Democrats don't mean it that way, but Frank sees "hope" as the opposite of action. To illustrate his point, he writes: "We no longer discuss nationalizing the steel industry, say, or enacting any sort of full-employment proposal. Changes like that are off the table." So is ultimate political victory. While Thatcher and Phillips were open about their desire to destroy the left as a political force -- Neuharth was a centrist whom Frank credits for opposing the invasion of Iraq -- Frank sees no equivalent commitment on the left. He perceives a liberal hope that everyone will eventually see reason where there should be more aggressive confrontation, more demands, etc. A historian of the "conquest of cool" through which corporate culture co-opts all counterculture, Frank longs to see an uncompromising attitude on the left to match what he's seen on the right for the last thirty years. News that the Metropolitan Museum of Art is hosting an exhibit of punk fashion, including punk-inspired haute couture, disgusts him, proving his thesis yet again.
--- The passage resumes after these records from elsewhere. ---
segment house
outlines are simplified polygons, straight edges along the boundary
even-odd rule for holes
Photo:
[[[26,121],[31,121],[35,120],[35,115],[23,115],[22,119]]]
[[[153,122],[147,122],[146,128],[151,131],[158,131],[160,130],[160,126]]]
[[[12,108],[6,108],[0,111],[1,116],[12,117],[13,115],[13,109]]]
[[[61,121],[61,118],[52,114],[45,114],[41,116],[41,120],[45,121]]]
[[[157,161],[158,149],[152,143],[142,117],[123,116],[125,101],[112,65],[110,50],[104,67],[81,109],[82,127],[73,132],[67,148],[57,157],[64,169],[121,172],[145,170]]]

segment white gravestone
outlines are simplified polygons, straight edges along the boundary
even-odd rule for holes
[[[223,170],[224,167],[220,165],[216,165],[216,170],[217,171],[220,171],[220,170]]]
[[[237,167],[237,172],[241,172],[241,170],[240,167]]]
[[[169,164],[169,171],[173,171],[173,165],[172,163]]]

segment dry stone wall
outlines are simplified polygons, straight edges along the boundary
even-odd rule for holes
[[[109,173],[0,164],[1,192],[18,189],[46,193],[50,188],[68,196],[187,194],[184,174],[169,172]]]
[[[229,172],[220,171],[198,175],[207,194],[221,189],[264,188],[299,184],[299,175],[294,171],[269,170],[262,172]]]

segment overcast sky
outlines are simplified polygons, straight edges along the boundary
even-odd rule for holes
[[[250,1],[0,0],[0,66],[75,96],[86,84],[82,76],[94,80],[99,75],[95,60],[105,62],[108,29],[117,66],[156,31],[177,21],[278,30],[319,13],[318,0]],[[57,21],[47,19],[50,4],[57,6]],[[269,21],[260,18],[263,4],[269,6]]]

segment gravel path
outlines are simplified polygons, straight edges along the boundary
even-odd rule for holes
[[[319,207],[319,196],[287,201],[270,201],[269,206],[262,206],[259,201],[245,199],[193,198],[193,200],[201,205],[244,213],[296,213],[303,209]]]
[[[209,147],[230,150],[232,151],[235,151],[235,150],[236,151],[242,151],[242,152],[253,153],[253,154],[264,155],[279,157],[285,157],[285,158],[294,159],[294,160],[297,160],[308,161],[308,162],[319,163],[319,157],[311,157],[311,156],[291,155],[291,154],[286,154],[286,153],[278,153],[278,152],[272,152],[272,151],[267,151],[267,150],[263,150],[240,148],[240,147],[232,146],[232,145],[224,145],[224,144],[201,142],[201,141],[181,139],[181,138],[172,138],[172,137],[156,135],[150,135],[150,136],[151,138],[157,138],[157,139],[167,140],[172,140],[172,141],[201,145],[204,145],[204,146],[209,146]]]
Can there be positive change in the absence of "hope?" Is hope as passive a quality as Frank charges? It is when it's no more than a campaign slogan, as it has been under Obama. As Republicans who deride Obama as a "messiah" would readily note, the last two presidential campaigns have been more about hope in Obama as a charismatic leader than about hope in the people's ability to make their own will reality. Liberals still put their trust (or faith) in leaders while seeming to share the general lack of faith in the capacity of political will (not to mention the general will) to reshape the world. Americans too quickly reject the old notions that we can make the world a better place for everybody simply because we want to; that we have a right to make demands, even when someone says we want "something for nothing;" that a better life for everyone is an end unto itself that doesn't need to be justified to skeptics by proving that people have "earned" it. But we seem to live in an era where no one believes that "property is theft," -- not that that was ever true -- but many seem to take for granted that politics is theft. That belief will inhibit people. Too many today ask: what right do I have to demand anything? We seem in danger of forgetting that the perpetuation of life is really the highest value, and quite enough to justify plenty of demands -- even those that may seem impossible to satisfy right now or right away. At a certain point, surrendering the right to demand might mean surrendering the right to live. But I like to believe -- I was gong to write hope -- that our instinct for self-preservation will kick in before that point. If it does, we may see more of the politics Thomas Frank is looking for.